Er wurde wegen sexuellen Missbrauchs einer Unmündigen und Besitzes von Kindesmissbrauchsdarstellungen zu einer insgesamt vierjährigen Haftstrafe verurteilt. Der Missbrauch hatte sich bereits vor elf Jahren ereignet. Am 15. Juli 2013 suchten Sommercamp-Betreuer mit einer 40-köpfigen Kindergruppe einen beliebten Wasserspielplatz auf der Donauinsel auf.
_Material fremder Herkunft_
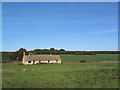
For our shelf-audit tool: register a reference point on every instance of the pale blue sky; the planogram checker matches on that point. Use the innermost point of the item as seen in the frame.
(72, 26)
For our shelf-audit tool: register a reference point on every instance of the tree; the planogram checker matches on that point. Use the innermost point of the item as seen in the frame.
(20, 53)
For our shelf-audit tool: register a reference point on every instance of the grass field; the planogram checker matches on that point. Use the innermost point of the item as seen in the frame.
(70, 74)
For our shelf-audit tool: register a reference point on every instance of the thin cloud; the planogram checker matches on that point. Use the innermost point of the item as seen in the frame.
(104, 32)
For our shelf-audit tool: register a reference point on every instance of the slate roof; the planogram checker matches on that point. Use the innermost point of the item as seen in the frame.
(41, 57)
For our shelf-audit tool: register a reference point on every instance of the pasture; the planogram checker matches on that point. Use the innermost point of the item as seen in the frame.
(70, 74)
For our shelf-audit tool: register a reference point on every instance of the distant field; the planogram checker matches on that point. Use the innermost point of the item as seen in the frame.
(89, 58)
(66, 75)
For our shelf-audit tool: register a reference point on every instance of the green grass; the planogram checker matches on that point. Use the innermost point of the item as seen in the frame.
(90, 58)
(80, 75)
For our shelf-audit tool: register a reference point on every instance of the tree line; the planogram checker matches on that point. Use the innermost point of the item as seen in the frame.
(18, 55)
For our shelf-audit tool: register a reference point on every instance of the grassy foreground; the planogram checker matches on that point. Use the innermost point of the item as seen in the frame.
(66, 75)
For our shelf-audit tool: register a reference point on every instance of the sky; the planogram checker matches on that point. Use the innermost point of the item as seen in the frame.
(76, 26)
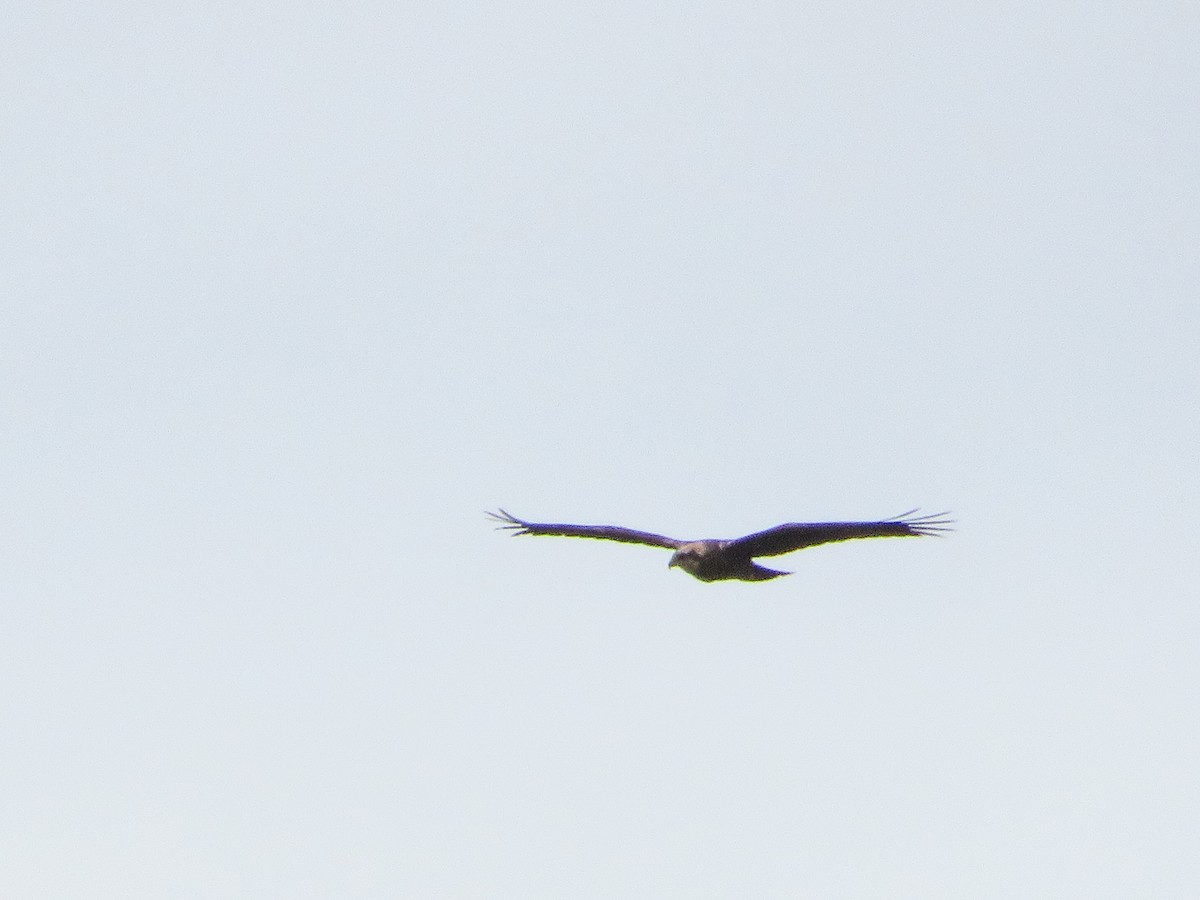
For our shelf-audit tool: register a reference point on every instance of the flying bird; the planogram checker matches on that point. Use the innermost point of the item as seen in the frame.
(717, 559)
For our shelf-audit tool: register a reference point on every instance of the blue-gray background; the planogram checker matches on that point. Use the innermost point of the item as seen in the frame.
(293, 292)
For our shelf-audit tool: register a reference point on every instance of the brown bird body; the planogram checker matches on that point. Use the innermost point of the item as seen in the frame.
(733, 559)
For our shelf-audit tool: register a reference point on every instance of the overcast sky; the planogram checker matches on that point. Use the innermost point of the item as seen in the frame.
(293, 293)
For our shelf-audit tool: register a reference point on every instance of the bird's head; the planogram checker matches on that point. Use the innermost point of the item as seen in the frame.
(687, 558)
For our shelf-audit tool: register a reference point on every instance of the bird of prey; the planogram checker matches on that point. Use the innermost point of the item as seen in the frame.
(733, 559)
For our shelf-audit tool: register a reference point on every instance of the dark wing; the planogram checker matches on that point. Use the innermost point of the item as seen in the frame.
(609, 533)
(796, 535)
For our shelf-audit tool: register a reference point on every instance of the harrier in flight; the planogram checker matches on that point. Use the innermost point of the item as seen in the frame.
(725, 559)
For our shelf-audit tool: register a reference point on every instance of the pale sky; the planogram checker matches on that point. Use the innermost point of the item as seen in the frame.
(295, 292)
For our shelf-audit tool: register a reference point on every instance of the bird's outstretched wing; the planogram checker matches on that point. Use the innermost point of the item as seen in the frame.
(609, 533)
(796, 535)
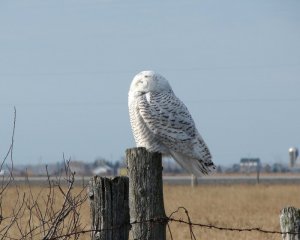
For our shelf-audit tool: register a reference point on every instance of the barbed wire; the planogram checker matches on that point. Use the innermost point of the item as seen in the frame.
(170, 219)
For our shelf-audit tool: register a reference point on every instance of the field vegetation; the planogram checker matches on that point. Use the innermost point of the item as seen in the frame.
(24, 209)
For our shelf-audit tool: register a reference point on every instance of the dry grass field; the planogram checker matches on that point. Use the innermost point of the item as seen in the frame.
(237, 206)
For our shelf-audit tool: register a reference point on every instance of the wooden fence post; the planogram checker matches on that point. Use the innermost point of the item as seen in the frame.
(290, 222)
(109, 208)
(147, 213)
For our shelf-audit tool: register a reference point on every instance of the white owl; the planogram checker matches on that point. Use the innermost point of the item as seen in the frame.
(162, 123)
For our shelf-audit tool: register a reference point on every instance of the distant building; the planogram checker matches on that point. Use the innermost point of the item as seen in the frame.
(248, 165)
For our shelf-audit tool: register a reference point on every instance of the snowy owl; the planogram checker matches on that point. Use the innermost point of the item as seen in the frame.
(162, 123)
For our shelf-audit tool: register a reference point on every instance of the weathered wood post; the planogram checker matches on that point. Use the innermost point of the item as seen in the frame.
(147, 212)
(290, 222)
(109, 208)
(194, 180)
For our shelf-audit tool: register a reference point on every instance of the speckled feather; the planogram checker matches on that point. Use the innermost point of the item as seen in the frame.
(162, 123)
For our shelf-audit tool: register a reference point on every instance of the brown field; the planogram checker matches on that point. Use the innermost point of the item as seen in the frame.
(237, 206)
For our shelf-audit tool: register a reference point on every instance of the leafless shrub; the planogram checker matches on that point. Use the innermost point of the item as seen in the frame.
(51, 212)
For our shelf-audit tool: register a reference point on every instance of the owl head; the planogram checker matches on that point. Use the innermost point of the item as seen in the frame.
(149, 81)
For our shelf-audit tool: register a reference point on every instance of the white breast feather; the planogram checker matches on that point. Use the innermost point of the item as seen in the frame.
(162, 123)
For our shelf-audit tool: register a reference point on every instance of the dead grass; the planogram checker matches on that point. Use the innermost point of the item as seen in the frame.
(237, 206)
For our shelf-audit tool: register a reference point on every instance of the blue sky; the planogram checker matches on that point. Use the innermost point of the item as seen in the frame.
(67, 66)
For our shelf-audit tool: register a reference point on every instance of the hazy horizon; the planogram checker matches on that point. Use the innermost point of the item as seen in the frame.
(67, 66)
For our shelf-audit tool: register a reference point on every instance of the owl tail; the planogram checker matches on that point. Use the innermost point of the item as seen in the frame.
(195, 166)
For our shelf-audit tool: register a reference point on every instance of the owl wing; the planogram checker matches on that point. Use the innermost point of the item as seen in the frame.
(169, 119)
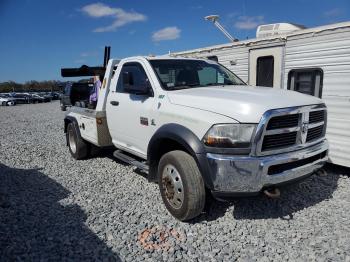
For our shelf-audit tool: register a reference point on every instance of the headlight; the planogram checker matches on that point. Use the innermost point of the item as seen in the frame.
(229, 135)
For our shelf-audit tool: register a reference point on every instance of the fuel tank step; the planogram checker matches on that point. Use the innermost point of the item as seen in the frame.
(124, 157)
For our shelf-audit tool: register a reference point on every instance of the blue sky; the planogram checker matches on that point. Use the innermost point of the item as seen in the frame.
(39, 37)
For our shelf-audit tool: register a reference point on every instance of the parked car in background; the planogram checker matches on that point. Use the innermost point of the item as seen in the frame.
(75, 92)
(37, 98)
(5, 100)
(55, 95)
(21, 98)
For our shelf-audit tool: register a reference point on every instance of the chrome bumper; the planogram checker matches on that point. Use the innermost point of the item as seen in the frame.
(234, 175)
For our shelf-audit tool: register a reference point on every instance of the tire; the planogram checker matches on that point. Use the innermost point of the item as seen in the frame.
(78, 148)
(181, 185)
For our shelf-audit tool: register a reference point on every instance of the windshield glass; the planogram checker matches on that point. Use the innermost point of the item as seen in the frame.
(177, 74)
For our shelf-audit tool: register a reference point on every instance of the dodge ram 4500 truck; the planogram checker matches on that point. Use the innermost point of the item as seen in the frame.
(196, 128)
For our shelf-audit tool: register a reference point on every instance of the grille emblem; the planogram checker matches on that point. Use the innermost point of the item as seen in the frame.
(304, 127)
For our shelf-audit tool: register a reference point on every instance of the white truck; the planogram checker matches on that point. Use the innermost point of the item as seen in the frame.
(198, 129)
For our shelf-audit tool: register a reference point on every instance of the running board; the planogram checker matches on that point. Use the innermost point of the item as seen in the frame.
(130, 160)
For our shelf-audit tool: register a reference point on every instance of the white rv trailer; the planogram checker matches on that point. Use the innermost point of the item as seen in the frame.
(315, 61)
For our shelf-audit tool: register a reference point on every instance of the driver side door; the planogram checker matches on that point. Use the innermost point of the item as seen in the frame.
(130, 113)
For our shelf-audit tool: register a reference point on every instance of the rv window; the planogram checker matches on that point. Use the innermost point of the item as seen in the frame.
(264, 71)
(213, 58)
(306, 81)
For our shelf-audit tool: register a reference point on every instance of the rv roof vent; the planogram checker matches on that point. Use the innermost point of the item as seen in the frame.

Vor laufender Kamera missbraucht
Der Angeklagte dürfte sich dort herumgetrieben und gezielt nach potenziellen Opfern Ausschau gehalten haben. Er sprach schließlich eine Achtjährige an und fragte diese, ob sie schon die kleinen Enten gesehen habe. Als das Mädchen verneinte, lockte er sie von der Gruppe weg in ein Gebüsch. Dort zog er ihr den Badeanzug aus, filmte den entblößten Körper und nahm bei laufender Kamera Missbrauchshandlungen vor.
„Hat um Hilfe geschrien“
„Sie hat zu weinen begonnen und um Hilfe geschrien. Da hat er ihr mit Klebeband den Mund zugeklebt“, berichtete die Staatsanwältin einem Schöffensenat (Vorsitz: Andreas Böhm). Erst nachdem er die Kamera ausgeschaltet hatte, entfernte der Mann den Knebel und ließ das Mädchen gehen, die zum Betreuer-Team lief und vom soeben Geschehenen berichtete. Trotz einer sofort eingeleiteten Fahndung gelang dem Täter die Flucht.
Sie hat zu weinen begonnen und um Hilfe geschrien. Da hat er ihr mit Klebeband den Mund zugeklebt.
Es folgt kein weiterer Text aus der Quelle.